Guest post by Giacomo Lee.
The first thing that strikes you about Asian Wind is its sleeve. The striking pink and upside-down triangle on the front cover is the handiwork of design group Sign, a Japanese trio who were responsible for, among other things, the cover of Sakamoto’s Thousand Knives LP )back in the tail end of the 1970s). Compared to the rest of the studio’s output, only two other records comes close to Asian Wind in terms of colour and brashness, and those are also both by the same synth legend: Yoshitaka Azuma.
Including Asian Wind, we could call the first three LPs by the musician his “Asian Trilogy”; all three were released at the start of the 1980s, with this LP coming out in Japan just a few months after the release of debut Moonlight in Asia. That album catches the eye as much as its follow-up, its cover a take on the Japanese flag where the Rising Sun is an entrancingly bright orange circle — instead of a rounded jot of blood.
The trilogy is an ode to Asia, then, but perhaps Asia as seen from space. Azuma’s albums as a whole always have a ‘cosmic’ edge, and Asian Wind is no exception. While the Trilogy may be an outlier visually in the oeuvre of Sign, Azuma’s sophomore effort sits comfortably alongside its predecessor and follow-up Far from Asia. But just how like the second movie in a cinematic series is usually regarded to the best, the same thinking can be applied to this four track collection from the summer of 1981 that glistens with the same lucid intensity of its visuals.

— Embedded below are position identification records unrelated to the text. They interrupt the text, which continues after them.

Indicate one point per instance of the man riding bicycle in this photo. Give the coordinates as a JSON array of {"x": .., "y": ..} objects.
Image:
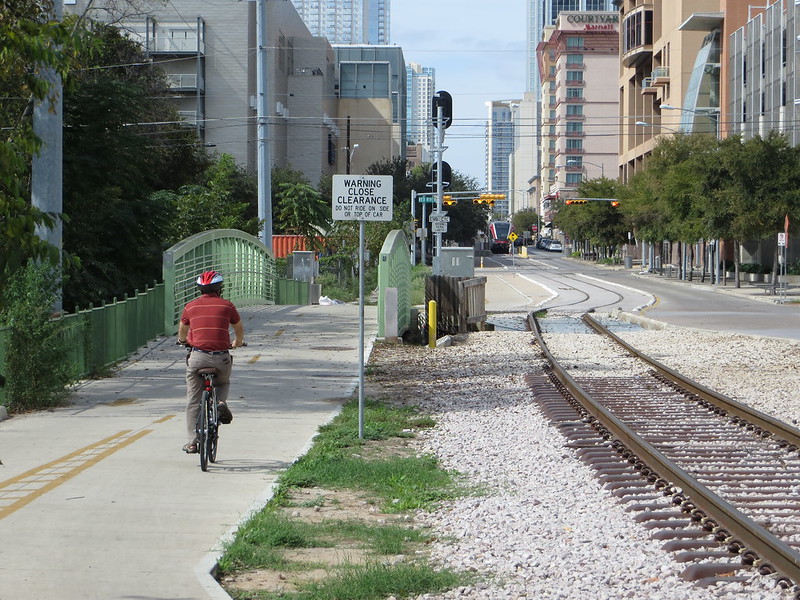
[{"x": 204, "y": 327}]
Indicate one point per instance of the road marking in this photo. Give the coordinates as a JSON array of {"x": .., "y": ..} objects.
[{"x": 25, "y": 488}]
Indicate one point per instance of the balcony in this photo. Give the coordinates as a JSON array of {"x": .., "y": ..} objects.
[
  {"x": 184, "y": 82},
  {"x": 648, "y": 86},
  {"x": 192, "y": 118},
  {"x": 660, "y": 76}
]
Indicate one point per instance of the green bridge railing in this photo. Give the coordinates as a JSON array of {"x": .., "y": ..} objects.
[
  {"x": 246, "y": 263},
  {"x": 101, "y": 336}
]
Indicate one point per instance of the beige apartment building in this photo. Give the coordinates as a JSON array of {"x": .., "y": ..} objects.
[
  {"x": 579, "y": 57},
  {"x": 661, "y": 89}
]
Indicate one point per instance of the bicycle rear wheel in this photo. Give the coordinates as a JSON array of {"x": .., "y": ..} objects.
[
  {"x": 203, "y": 431},
  {"x": 213, "y": 428}
]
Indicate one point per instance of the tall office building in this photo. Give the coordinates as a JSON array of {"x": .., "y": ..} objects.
[
  {"x": 542, "y": 13},
  {"x": 420, "y": 87},
  {"x": 500, "y": 142},
  {"x": 347, "y": 21}
]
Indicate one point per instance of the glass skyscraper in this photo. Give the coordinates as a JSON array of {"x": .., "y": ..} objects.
[{"x": 347, "y": 21}]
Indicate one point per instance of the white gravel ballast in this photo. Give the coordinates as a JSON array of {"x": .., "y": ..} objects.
[{"x": 545, "y": 528}]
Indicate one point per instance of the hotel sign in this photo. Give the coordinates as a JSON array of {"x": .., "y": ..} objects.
[{"x": 590, "y": 21}]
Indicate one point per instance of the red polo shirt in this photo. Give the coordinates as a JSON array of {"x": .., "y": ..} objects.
[{"x": 209, "y": 318}]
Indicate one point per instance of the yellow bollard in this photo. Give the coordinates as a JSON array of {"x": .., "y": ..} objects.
[{"x": 432, "y": 324}]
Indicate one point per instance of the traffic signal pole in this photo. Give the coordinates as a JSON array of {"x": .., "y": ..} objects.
[{"x": 437, "y": 268}]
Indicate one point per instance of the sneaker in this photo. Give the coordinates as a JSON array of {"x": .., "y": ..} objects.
[{"x": 225, "y": 414}]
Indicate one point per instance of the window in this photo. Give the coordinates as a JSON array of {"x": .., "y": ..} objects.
[{"x": 575, "y": 41}]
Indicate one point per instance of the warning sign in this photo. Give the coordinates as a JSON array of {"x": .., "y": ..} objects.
[{"x": 362, "y": 197}]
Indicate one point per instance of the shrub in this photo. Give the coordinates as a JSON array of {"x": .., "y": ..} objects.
[{"x": 37, "y": 365}]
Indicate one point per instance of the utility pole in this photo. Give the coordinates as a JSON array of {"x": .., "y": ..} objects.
[
  {"x": 47, "y": 164},
  {"x": 264, "y": 149}
]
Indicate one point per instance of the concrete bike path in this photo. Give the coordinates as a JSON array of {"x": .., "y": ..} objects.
[{"x": 97, "y": 501}]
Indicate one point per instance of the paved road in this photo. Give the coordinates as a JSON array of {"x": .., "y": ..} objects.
[
  {"x": 561, "y": 283},
  {"x": 98, "y": 502}
]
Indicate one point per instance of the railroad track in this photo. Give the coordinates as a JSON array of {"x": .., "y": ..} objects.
[{"x": 716, "y": 480}]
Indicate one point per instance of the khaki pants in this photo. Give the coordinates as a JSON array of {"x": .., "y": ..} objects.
[{"x": 195, "y": 384}]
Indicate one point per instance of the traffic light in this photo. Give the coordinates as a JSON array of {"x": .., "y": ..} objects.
[
  {"x": 447, "y": 174},
  {"x": 445, "y": 100},
  {"x": 489, "y": 199}
]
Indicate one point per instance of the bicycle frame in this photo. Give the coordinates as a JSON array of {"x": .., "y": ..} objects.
[{"x": 207, "y": 420}]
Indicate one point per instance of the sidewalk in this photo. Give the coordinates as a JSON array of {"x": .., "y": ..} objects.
[{"x": 134, "y": 517}]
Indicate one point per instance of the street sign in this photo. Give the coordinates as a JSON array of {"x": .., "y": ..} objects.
[{"x": 362, "y": 197}]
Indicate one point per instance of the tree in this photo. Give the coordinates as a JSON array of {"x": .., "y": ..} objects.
[
  {"x": 221, "y": 202},
  {"x": 524, "y": 220},
  {"x": 600, "y": 223},
  {"x": 122, "y": 143},
  {"x": 29, "y": 40},
  {"x": 303, "y": 211}
]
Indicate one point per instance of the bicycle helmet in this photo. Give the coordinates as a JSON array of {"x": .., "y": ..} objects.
[{"x": 209, "y": 278}]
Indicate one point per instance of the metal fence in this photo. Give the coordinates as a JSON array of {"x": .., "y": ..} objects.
[
  {"x": 98, "y": 337},
  {"x": 394, "y": 271},
  {"x": 245, "y": 262}
]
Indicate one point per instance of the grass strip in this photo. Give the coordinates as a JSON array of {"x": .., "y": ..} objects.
[{"x": 336, "y": 461}]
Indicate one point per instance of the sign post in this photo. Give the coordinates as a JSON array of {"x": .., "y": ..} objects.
[{"x": 362, "y": 198}]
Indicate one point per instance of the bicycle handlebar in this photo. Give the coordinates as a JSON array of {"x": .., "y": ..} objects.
[{"x": 186, "y": 345}]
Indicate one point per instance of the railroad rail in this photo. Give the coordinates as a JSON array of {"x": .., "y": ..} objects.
[{"x": 730, "y": 469}]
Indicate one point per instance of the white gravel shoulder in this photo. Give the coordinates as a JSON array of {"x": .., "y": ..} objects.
[{"x": 545, "y": 529}]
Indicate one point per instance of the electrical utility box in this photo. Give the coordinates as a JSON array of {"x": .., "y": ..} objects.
[
  {"x": 303, "y": 266},
  {"x": 458, "y": 262}
]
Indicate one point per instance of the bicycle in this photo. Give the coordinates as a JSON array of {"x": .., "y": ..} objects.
[{"x": 207, "y": 428}]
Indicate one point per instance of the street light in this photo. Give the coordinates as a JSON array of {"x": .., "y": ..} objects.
[
  {"x": 350, "y": 151},
  {"x": 573, "y": 162}
]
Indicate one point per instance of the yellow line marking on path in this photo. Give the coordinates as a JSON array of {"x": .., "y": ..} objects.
[{"x": 25, "y": 488}]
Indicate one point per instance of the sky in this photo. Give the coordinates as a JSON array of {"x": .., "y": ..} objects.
[{"x": 478, "y": 51}]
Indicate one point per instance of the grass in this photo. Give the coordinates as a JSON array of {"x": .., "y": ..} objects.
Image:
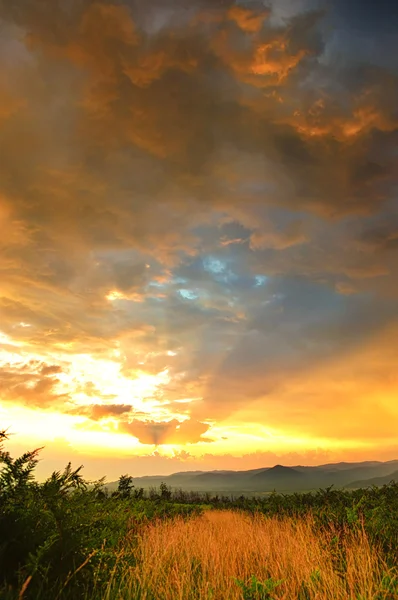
[
  {"x": 66, "y": 539},
  {"x": 230, "y": 555}
]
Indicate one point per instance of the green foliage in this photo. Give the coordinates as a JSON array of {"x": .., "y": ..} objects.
[
  {"x": 125, "y": 486},
  {"x": 258, "y": 590},
  {"x": 65, "y": 537}
]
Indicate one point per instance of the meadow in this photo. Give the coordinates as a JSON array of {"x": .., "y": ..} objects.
[{"x": 69, "y": 538}]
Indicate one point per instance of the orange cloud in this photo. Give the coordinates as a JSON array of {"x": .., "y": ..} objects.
[
  {"x": 170, "y": 433},
  {"x": 248, "y": 20}
]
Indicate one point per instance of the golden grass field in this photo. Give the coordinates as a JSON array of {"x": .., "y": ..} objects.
[{"x": 201, "y": 558}]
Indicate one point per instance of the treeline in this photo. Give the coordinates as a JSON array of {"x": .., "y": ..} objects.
[{"x": 68, "y": 537}]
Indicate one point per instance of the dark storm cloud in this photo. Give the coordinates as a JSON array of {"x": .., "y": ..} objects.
[
  {"x": 172, "y": 432},
  {"x": 203, "y": 177}
]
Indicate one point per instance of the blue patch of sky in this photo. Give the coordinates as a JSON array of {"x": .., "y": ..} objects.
[
  {"x": 260, "y": 280},
  {"x": 188, "y": 294}
]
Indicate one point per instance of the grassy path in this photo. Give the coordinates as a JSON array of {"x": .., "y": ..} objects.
[{"x": 200, "y": 559}]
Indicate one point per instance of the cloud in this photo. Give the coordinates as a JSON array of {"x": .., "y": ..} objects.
[
  {"x": 97, "y": 412},
  {"x": 171, "y": 432},
  {"x": 203, "y": 189},
  {"x": 32, "y": 384}
]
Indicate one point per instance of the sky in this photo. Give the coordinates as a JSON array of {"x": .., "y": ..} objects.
[{"x": 198, "y": 233}]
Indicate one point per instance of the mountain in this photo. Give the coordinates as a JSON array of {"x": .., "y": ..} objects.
[
  {"x": 379, "y": 481},
  {"x": 280, "y": 478}
]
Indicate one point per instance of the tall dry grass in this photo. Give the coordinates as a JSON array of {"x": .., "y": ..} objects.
[{"x": 200, "y": 559}]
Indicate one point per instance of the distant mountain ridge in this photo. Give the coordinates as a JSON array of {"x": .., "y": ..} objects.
[{"x": 280, "y": 478}]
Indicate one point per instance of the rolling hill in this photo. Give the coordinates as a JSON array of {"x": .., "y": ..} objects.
[{"x": 280, "y": 478}]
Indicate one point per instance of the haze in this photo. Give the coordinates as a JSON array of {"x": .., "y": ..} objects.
[{"x": 199, "y": 233}]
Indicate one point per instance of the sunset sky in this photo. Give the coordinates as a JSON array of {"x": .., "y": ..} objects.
[{"x": 198, "y": 232}]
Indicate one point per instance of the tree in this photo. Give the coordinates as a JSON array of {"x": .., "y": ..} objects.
[{"x": 125, "y": 486}]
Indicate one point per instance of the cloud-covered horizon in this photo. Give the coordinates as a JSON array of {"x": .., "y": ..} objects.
[{"x": 199, "y": 225}]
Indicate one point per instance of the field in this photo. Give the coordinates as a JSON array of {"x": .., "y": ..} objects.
[{"x": 67, "y": 539}]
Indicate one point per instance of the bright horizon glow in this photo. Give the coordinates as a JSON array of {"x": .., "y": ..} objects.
[{"x": 199, "y": 233}]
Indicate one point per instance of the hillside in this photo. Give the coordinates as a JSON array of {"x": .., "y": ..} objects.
[{"x": 279, "y": 478}]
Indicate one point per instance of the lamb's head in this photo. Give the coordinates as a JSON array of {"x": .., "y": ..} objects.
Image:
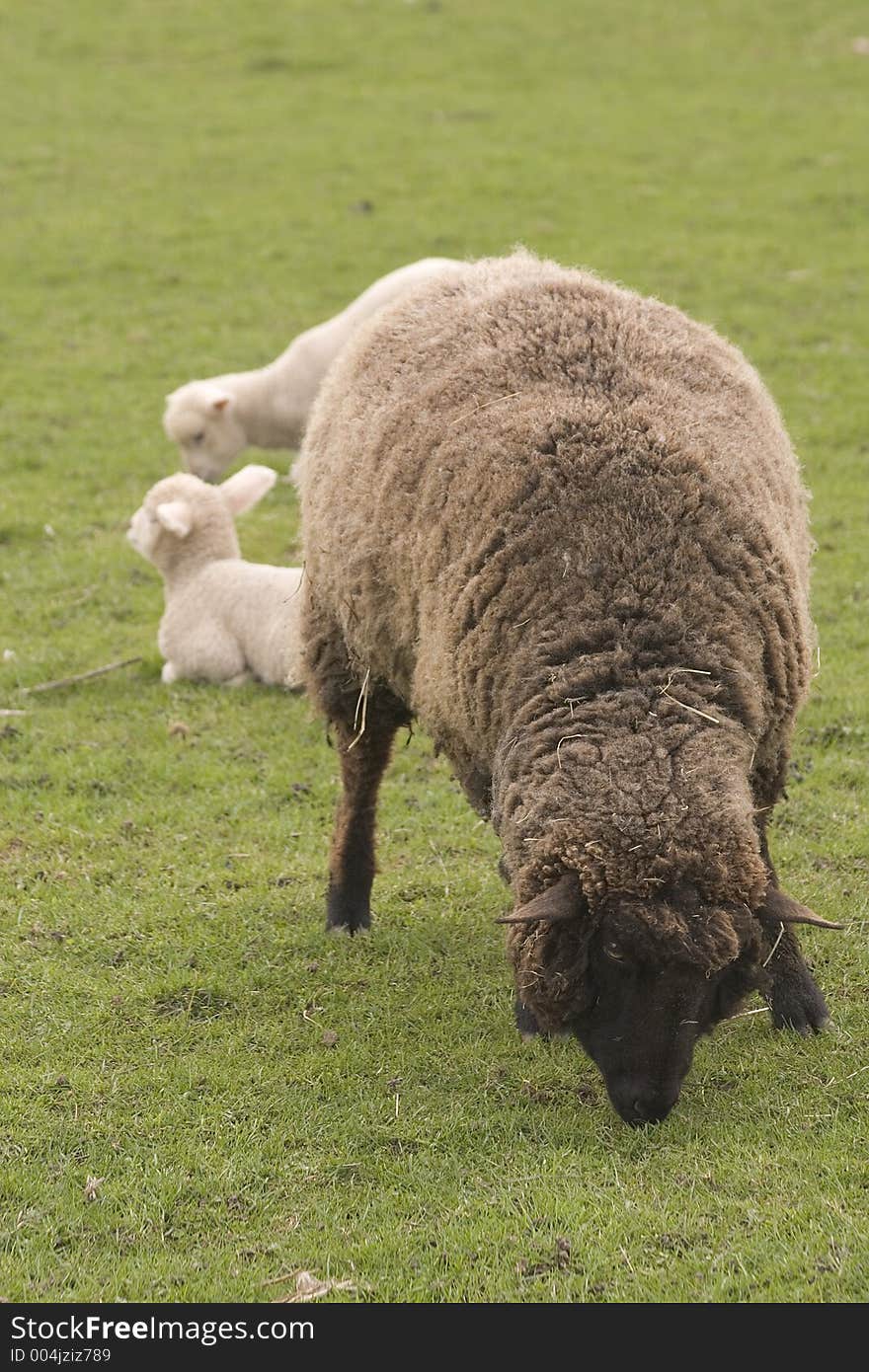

Prior to that year, Yoshitaka Azuma had been essentially missing in action as a performer for a whole decade, being last seen as the piano and organ man for folk group Itsutsu No Akai Fusen. Circa 1976, Azuma went ‘electric’ and opened up his own synth-decked studio in Osaka. This laid-back Japanese coastal city is important in Japanese electronic music history for having hosted the Universal Exhibition of 1970, one of the first Expos in Japan to promote electronic music as the sound of things to come.
Azuma was from neighbouring Nara, so it was probably convenience that led him to set up his Ton Studio in Osaka, but no doubt the Expo’s impact made his leap from folk into synthesizer music a natural progression. That said, Azuma’s humble apartment room studio didn’t become a home to those wishing to record an album in the style of, say, Isao Tomita. Though in a later form it became used for recordings by the likes of Psy . S, Ton Studio’s first incarnation was as a factory of sound effects (for both screen and stage). The studio actually became a victim of its own success, with Azuma spending all hours putting together sounds for the likes of local stations such as ABC (Asahi Broadcasting Corporation).
Somehow, Azuma managed to find time amidst all this to put together his first two albums, records that don’t sound like they were borne from professional chaos but instead reflect a certain meticulousness and tranquility. Put that down perhaps to the laid-back vibes of Osaka itself, which makes even the relatively rough and ready city’s most grittiest of areas, seem like great places to lounge around for a while, taking in some Asian breeze.
Again, Azuma’s work often has this wistful air, although this arguably changed a little by the end of the ’80s once he became known simply by his last name, as part of the American label Private Music. Where during this period his synthesizers went more polished and overt as opposed to ambient, Asian Wind and its brethren are of a more trance-inducing bent, lulling you into Azuma’s spacey interpretation of the “East”. There are few of Azuma’s latter dark, downtempo chords or more blatant New Age melodies jolting the listener back into reality or dating the record to a specific era. Instead, Asian Wind somehow balances Kosmiche with a pulse that wouldn’t be out of place in today’s synthwave saturated music-scape.
Anyone listening to second track Akinogahara would be forgiven for thinking they’d stumbled across another Stranger Things theme/Survive copycat, in the way it creeps up on you with a very modern-sounding aesthetic. The only ‘tell’ to its age is a 15 minute run-time that wouldn’t have raised an eyebrow in the Kosmiche era, and which probably caught the attention of Peter Baumann, the Tangerine Dream member who went on to found Private Music.
Azuma though adds its own twist to the German genre, with most of Asian Wind’s tracks fading out before adding an outro that could be a track of its own; the piece that sees out the wistful title track is a very different and dramatic-sounding coda, for example. Repeating rhythms never stay the same, evolving naturally with the intensity of the dancefloor. It’s like slowed down cosmic disco meets Kosmiche; Kosmiche Disco, if you will.
The last quarter of closer “Memories to the Orient” is an altogether different beast to the space-trip that precedes it, plodding along at a funereal pace to the tune of processed synths and the very Earthy sounding click of a drum stick. For a minute it teases turning into a lounge piece before a heartbeat enters the audio and that drum stick slows down even more, as if its player is on the verge of death, their last heartbeats being the sound we’re hearing.
It’s a stark, monochrome ending to a 50 minute ride that otherwise feels as colourful and otherworldly as that translucent cover art. In other words, like all good midway points, it’s an aptly dour way to end the second act of a trilogy.